Steuerskandal: Staatsanwaltschaft weitet Cum-Ex-Ermittlungen gegen Deutsche Bank aus

Die Staatsanwaltschaft Köln hat ihre Untersuchung gegen die Deutsche Bank im Zusammenhang mit umstrittenen Cum-Ex-Steuertransaktionen ausgeweitet. Die seit August 2017 gegen zwei ehemalige Mitarbeiter der Deutschen Bank ermittelnde Behörde habe nun Ermittlungen “gegen weitere ehemalige und aktuelle Mitarbeiter und Vorstandsmitglieder” eingeleitet, sagte ein Banksprecher. Es gehe um Cum-Ex-Transaktionen bestimmter ehemaliger Kunden der Bank. Laut dem Rechercheverbund Süddeutsche Zeitung, NDR und WDR sind konkret betroffen der stellvertretende Vorstandsvorsitzende Garth Ritchie und Ex-Bankchef Josef Ackermann.
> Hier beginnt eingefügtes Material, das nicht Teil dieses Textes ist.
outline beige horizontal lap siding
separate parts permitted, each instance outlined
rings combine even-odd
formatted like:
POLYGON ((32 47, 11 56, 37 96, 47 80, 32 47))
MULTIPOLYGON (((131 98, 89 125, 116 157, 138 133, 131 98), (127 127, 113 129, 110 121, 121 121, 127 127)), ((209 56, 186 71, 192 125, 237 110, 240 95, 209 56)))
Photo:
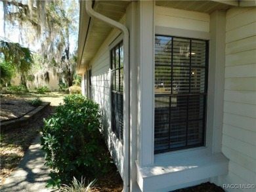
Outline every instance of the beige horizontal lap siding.
POLYGON ((182 29, 209 32, 208 14, 156 6, 155 25, 182 29))
POLYGON ((226 22, 222 151, 230 163, 228 174, 221 180, 256 184, 256 9, 231 9, 226 22))

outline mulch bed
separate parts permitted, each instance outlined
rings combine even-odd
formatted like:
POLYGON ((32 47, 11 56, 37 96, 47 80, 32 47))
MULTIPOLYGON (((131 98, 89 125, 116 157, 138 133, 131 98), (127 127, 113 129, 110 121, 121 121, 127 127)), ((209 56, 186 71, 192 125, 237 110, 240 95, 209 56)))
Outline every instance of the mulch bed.
POLYGON ((173 191, 172 192, 224 192, 224 189, 214 183, 207 182, 198 185, 173 191))
POLYGON ((20 118, 36 108, 20 98, 1 98, 0 104, 1 122, 20 118))

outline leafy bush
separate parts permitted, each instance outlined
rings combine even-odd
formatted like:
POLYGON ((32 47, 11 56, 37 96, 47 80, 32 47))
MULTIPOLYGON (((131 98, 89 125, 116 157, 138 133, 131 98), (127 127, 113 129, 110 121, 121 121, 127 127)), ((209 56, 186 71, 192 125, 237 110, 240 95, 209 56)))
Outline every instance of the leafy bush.
POLYGON ((49 86, 47 85, 45 85, 42 87, 38 88, 37 89, 37 90, 38 93, 39 93, 39 94, 44 94, 46 92, 49 92, 50 88, 49 88, 49 86))
POLYGON ((7 88, 7 91, 14 93, 22 93, 28 92, 28 90, 24 85, 11 85, 7 88))
POLYGON ((40 106, 43 102, 39 98, 33 99, 32 100, 28 101, 28 103, 34 107, 40 106))
POLYGON ((58 91, 68 91, 68 86, 66 85, 65 84, 58 84, 58 85, 59 88, 58 88, 58 91))
POLYGON ((81 94, 82 93, 82 90, 81 88, 81 86, 74 85, 74 86, 70 86, 70 88, 68 89, 70 90, 70 93, 72 94, 81 94))
POLYGON ((110 160, 99 144, 99 106, 82 95, 69 95, 44 121, 41 145, 45 164, 53 169, 47 187, 68 183, 73 176, 89 178, 108 170, 110 160))
POLYGON ((0 84, 9 83, 14 76, 15 72, 11 64, 0 59, 0 84))
POLYGON ((85 180, 81 180, 81 182, 77 181, 75 178, 74 178, 72 183, 70 186, 64 184, 62 187, 60 187, 60 191, 63 192, 89 192, 91 187, 93 187, 96 180, 94 180, 93 182, 90 182, 87 186, 85 186, 85 180))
Die Bank erklärte, die Maßnahme der Staatsanwaltschaft habe prozessuale Gründe, damit solle eine Verjährungsfrist unterbrochen werden. Es werde nicht davon ausgegangen, dass sich die Einschätzung des Sachverhalts durch die Staatsanwaltschaft geändert habe. “Auch die Einschätzung der Bank zum Sachverhalt hat sich hierdurch nicht verändert”, so der Sprecher.

Nach Recherchen von Süddeutsche Zeitung, NDR und WDR haben die Strafverfolger gegen rund 70 heutige und frühere Mitarbeiter der größten deutschen Bank Ermittlungsverfahren eingeleitet.

Bei Cum-Ex-Geschäften nutzten Anleger eine inzwischen geschlossene Gesetzeslücke und ließen sich einmal abgeführte Kapitalertragsteuern mehrfach zurückerstatten. Dadurch entgingen dem Fiskus Milliarden.